Obrigado mais um vez por as vossas palavras.

Um abraço Rogério. :SbMain:

----------


## João Castelo

> Tenho outra vez as algas castanhas ,como no principio


Rogerio,

Como é que te viste livre das algas castanhas ?

JC :SbQuestion2:

----------


## Rogerio Miguel Gomes

Oi João.

1º vez
Eu tive algas castanhas ,porque tenho uma mão pesada na hora de dar comida e por ter pouco movimento e muitos pontos mortos.

2º vez
Desta vez foi a mesma coisa ,dei comida a mais devido aos meus premmas estarem a fazer criação e uma tunze ter avariado.
Isto de dar comida a mais resulta em fosfatos e aliado a pouco movimento dá um manto de algas castanhas na areia e RV.

*Como conseguir alguns resultados.*
-Tentar colocar a RV de maneira a haver correntes ,para evitar pontos mortos.
-Limpar bem o aquario de sedimentos.
-Fazer trocas de agua de 10% todas as semanas.
-Colocar mais movimento para tentar levar os sedimentos para o escumador.
-Ter muita calma e esperar ,a natureza faz o resto.

Eu aprendi isto tudo com os meus erros e lendo um pouco também.

Boa sorte para ti.
Um abraço Rogério. :SbMain:

----------


## Rui Russo

Olá, Rogério

além de seres um bom amigo, sempre pronto a ajudar todos os que precisam sem segundas intenções, ainda consegues ter uma habilidade incrivel com os DIY e ter um aquário excelente.

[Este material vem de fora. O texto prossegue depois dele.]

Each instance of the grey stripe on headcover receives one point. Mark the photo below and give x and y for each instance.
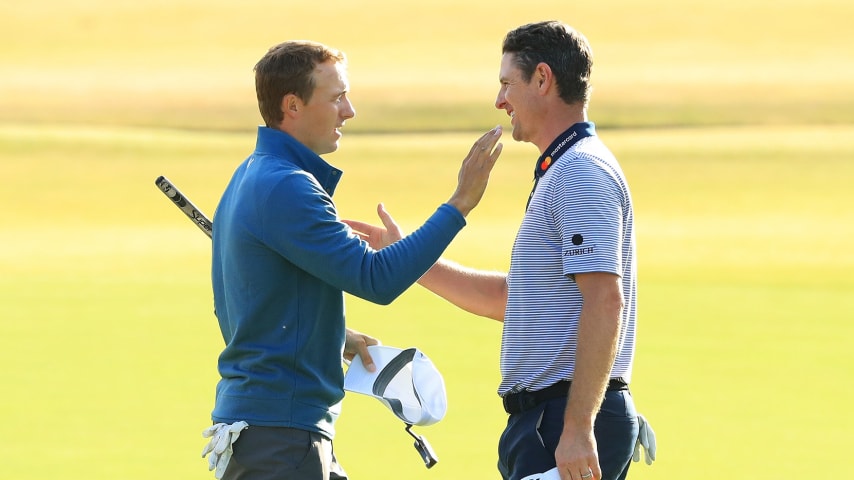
(387, 375)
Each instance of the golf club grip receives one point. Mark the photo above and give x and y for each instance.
(186, 206)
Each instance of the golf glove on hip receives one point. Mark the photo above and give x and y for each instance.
(646, 441)
(222, 437)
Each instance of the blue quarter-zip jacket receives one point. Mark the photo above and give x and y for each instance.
(281, 262)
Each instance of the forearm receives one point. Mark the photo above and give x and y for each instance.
(596, 348)
(479, 292)
(595, 353)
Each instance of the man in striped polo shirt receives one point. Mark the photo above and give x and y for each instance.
(568, 302)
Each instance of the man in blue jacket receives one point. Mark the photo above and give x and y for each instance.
(282, 260)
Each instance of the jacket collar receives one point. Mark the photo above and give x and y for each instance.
(276, 142)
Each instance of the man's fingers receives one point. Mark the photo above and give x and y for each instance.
(386, 218)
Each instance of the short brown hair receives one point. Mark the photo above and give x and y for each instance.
(565, 50)
(287, 68)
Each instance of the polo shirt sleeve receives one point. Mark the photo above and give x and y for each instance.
(306, 230)
(588, 212)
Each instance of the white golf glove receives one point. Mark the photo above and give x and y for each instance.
(222, 437)
(646, 440)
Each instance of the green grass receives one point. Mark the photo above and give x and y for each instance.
(735, 128)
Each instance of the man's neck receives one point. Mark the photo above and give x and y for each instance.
(558, 121)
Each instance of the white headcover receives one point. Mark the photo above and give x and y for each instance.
(406, 381)
(547, 475)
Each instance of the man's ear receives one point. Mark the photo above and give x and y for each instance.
(543, 76)
(291, 105)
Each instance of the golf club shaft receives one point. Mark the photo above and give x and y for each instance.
(186, 206)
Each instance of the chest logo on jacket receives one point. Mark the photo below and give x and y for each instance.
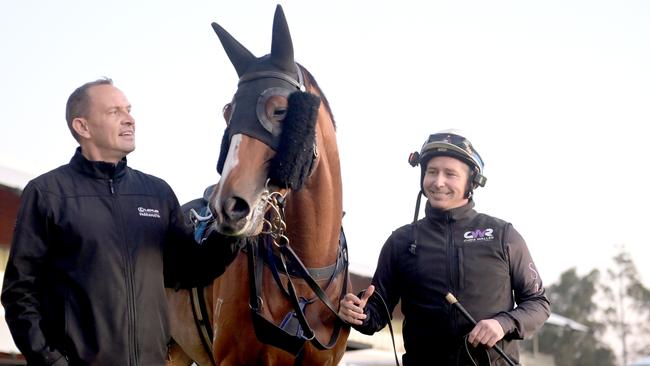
(148, 212)
(478, 235)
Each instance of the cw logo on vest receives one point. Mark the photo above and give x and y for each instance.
(478, 235)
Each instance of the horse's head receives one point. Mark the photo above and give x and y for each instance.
(268, 144)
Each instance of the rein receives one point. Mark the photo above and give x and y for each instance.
(294, 330)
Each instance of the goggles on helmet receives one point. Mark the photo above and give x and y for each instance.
(450, 144)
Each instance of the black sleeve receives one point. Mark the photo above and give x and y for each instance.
(190, 264)
(22, 289)
(381, 304)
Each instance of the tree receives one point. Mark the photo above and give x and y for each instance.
(573, 297)
(628, 310)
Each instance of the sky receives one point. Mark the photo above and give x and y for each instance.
(555, 96)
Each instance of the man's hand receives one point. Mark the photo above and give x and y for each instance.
(487, 332)
(351, 307)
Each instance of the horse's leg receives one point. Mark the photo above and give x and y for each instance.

Por tudo isto os meus parabéns, tu está lá  :SbOk3:  .

Um abraço,

Rui Russo

----------


## Rogerio Miguel Gomes

Oi Rui.

Estás a exagerar nas tuas palavras quando falas de mim ,eu sou simplesmento uma pessoa que ama este hobby.
Quando eu era novo não havia Foruns para ajudar o pessoal em nada ,e eu adoptei uma tactica de não ser fiel só a uma loja ,assim ouvia varias versões como resolver os problemas que me deparava e escolhia a que me parecia a mais acertada ,ainda hoje tenho esse vicio.
E por isso gosto de ajudar quem me solicita ,porque também gosto que me expliquem alguma coisa que não sei ,ainda tenho muito que aprender neste hobby e na vida.
Em relação ao meu aquario não esta nada parecido como essas fotos ,tenho outra vez algas castanhas como alguns membros amigos que estiveram cá em minha casa ,que podem testemunhar.
Como tu sabes estou a fazer mudanças drásticas no meu sistema para tentar ganhar mais esta batalha contra elas ,era o que deveria ter feito no principio da montagem ,mas cada vez que ia á Reefdiscus comprar matérial para o aquario ,não resistia a tentação de comprar corais e não chegava a comprar o matérial que necessitava ,todos passam pelo mesmo penso eu.
A cerca dos meus DIYs ,faço porque acho muito caro ,não passam de uns tubos de PVC colados.

Obrigado pelas tuas palavras ,um abraço Rogério. :SbMain:

----------


## Rui Ferreira de Almeida

Viva Rogério
As coisas estão a compor-se :SbOk3:  
Essa alga castanha parecem ser diatomaceas ( não fazem lençol e parecem mais um "pó" castanho que se espalha no areão , nos vidros e na rocha) . Se assim for , é porque tens silicatos a mais . Ou não usas água de osmose, ou então não tens um 4º estagio de resina que é necessário se a tua água da companhia for muito rica em silicatos. mas isso tende a passar com o tempo e os Strombus gostam muito delas,bastando 2 para o teu aquário.
Cump.
Rui

----------


## Rogerio Miguel Gomes

Oi amigo Rui.

Obrigado pela tua resposta rapida.
Sim ,está muito melhor 50% ,fiz aquilo dos comprimidos para as cinobactérias .
Como tu falaste em 2 dias tive medo de fazer mais ,mas penso que causou algum efeito nelas ,porque reduziram bastante e começaram a fragmentar.
Sim ,eu uso água de osmose ,mas tive a minha avariada 2 meses ,só quando me apercebi que era da osmose ,já era tarde .
Então fui a REEFDICUS e falei com o Paulo e comprei as recargas mais carvão activado.
Mas não fiquei completamente convencido com o resultado então resolvi comprar uma nova osmose de 5 estagios .
Penso que agora tenho uma boa osmose ,mas também estou a colocar mais movimento com uma Wavebox DIY e outra Stream e mais um escumador DIY e ainda um Tunze redox-controller com um ozonizador...
Penso que com isto tudo deve chegar para elas ,é só mesmo esperar. :Admirado:  

*PS:*Se houver Strombus ai na REEFDISCUS diz que vou ai no proximo Sabado busca-los ok.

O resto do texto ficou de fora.